Context
The general public as well as professionals like park rangers, ecology consultants, fishers or, of course, the ornithologists themselves might actually be users of an automated bird identifying system, typically in the context of wider initiatives related to ecological surveillance or biodiversity conservation. Using audio records rather than bird pictures is justified by current practices. Birds are actually not easy to photograph as they are most of the time hidden, perched high in a tree or frightened by human presence, whereas audio calls and songs have proved to be easier to collect and much more discriminant. The organization of this task is supported by Xeno-Canto foundation for nature sounds and the French projects Pl@ntNet (INRIA, CIRAD, Tela Botanica) and SABIOD Mastodons.
Task overview
The task will be focused on bird identification based on different types of audio records over 501 species from South America centered on Brazil. Additional information includes contextual meta-data (author, date, locality name, comment, quality rates). The main originality of this data is that it was specifically built through a citizen sciences initiative conducted by Xeno-canto, an international social network of amateur and expert ornithologists. This makes the task closer to the conditions of a real-world application: (i) audio records of the same species are coming from distinct birds living in distinct areas (ii) audio records by different users that might not used the same combination of microphones and portable recorders (iii) audio records are taken at different periods in the year and different hours of a day involving different background noise (other bird species, insect chirping, etc).
Dataset
The dataset will be built from the outstanding Xeno-canto collaborative database (http://www.xeno-canto.org/) involving at the time of writing more than 140k audio records covering 8700 bird species observed all around the world thanks to the active work of more than 1400 contributors.
The subset of Xeno-canto data that will be used for the first year of the task will contain 14027 audio recordings belonging to 501 bird species in Brazil area, i.e. the ones having the more recordings in Xeno-canto database. The amount of 501 classes will clearly go one step further current benchmarks (80 species max) and foster brave new techniques. On the other side, the task will remain feasible with current approaches in terms of the number of records per species and the required hardware to process that data. Detailed statistics are the following:
- minimally 15 recordings per species (maximum 91)
- minimally 10 different recordists, maximally 42, per species.
Audio records of the Xeno-canto dataset centered on Brazil (13/11/2013).

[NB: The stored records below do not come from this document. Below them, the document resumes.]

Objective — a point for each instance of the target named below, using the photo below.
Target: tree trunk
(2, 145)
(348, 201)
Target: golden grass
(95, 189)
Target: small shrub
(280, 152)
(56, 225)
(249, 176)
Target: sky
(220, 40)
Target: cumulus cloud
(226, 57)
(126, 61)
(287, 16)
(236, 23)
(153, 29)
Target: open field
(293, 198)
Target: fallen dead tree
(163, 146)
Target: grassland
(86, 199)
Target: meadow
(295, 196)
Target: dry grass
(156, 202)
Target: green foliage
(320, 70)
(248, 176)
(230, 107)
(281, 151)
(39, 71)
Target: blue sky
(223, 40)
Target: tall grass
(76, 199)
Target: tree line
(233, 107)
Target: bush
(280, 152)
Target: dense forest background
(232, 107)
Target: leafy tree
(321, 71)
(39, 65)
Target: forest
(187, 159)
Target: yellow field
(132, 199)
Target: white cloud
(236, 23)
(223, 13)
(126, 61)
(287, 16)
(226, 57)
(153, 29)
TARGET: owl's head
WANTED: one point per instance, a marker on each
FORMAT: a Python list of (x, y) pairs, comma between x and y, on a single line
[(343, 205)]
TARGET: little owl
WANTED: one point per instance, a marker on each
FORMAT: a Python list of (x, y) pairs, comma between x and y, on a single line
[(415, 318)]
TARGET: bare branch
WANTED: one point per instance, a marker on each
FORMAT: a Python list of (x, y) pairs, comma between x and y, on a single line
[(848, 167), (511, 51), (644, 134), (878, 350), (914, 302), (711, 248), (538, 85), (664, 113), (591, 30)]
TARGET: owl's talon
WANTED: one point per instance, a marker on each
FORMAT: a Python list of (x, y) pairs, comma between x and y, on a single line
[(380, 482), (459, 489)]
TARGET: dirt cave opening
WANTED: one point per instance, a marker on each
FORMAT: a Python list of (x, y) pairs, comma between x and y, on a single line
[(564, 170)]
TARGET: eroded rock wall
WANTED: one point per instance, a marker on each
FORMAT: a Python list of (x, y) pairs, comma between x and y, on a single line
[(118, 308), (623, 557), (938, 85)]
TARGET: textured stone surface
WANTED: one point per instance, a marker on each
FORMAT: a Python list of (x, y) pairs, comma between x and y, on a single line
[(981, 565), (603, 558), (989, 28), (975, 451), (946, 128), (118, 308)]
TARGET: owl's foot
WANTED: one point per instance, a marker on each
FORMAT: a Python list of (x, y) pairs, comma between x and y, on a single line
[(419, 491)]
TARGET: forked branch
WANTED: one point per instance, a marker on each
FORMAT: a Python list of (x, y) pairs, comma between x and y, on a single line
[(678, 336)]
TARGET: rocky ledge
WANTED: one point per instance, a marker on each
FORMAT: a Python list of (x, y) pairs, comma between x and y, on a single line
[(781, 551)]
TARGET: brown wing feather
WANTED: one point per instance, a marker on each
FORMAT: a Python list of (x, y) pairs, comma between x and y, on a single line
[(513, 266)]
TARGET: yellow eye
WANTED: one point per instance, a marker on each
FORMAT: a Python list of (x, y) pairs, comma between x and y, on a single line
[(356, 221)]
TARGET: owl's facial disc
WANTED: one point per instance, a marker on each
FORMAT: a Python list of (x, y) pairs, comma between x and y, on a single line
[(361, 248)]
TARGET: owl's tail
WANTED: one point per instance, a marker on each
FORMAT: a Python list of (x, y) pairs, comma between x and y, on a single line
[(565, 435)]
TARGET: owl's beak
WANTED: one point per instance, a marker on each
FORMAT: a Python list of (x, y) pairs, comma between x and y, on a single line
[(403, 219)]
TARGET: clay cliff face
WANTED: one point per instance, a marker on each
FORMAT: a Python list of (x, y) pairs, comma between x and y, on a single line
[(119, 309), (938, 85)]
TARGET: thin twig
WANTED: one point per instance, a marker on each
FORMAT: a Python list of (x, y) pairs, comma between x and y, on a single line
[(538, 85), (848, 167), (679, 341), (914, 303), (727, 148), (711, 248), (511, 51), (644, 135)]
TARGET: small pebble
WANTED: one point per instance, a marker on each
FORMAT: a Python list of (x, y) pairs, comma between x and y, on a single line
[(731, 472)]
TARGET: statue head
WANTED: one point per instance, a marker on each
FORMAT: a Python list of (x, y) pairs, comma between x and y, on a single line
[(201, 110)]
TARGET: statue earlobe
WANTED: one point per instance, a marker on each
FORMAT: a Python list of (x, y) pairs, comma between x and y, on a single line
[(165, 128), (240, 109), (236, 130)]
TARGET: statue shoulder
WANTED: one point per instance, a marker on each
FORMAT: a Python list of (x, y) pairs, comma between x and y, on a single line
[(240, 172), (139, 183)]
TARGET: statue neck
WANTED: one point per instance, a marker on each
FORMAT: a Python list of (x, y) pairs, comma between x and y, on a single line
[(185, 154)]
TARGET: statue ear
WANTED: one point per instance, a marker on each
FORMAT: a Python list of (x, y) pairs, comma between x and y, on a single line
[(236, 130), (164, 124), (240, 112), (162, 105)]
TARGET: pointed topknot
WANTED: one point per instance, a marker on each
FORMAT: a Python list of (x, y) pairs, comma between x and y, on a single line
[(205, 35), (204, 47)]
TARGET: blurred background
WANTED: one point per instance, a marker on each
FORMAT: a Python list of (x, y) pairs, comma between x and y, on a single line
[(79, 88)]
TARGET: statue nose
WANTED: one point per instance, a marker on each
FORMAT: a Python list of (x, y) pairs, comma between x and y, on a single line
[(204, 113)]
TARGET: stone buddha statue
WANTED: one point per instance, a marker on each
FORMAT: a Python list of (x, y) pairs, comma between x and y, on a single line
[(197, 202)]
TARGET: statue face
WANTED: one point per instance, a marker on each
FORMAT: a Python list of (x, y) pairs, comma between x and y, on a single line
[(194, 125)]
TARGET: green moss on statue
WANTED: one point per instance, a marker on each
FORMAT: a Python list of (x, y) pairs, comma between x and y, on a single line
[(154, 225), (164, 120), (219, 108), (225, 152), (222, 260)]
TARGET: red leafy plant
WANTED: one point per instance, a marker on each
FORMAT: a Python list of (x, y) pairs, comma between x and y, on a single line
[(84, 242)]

Before we release this BirdCLEF2014 dataset, sample records can be easily found on Xeno-canto website:
http://www.xeno-canto.org/
Please DO NOT download the whole Xeno-canto data yourself by using their API. Their system is actually not calibrated to support such massive access and they will provide us specific links to download the training data. Please also notice that, to allow a fair evaluation, it will be strictly forbidden to use the online resources of Xeno-canto as training data because some of them might be used as queries in the official test set of the task. More generally, it will be forbidden to use any external training data to enrich the provided one. Many Xeno-canto contents are actually circulating freely on the web and we could not guaranty that the data crawled by some participants does not include some of the records we will use in the test set.
Audio records are associated to various metadata such as the type of sound (call, song, alarm, flight, etc.), the date and localization of the observations (from which rich statistics on species distribution can be derived), some textual comments of the authors, multilingual common names and collaborative quality ratings. The available metadata for each recording includes:
- MediaId: the audio record ID
- FileName: the (normalized) audio record filename
- ClassId: the class ID that must be used as ground-truth
- Species the species name
- Genus: the name of the Genus, one level above the Species in the taxonomical hierarchy used by Xeno-canto
- Family: the name of the Family, two levels above the Species in the taxonomical hierarchy used by Xeno-canto
- Sub-species: (if available) the name of the sub-species, one level under the Species in the taxonomical hierarchy used by Xeno-canto
- VernacularNames: (if available) english common name(s)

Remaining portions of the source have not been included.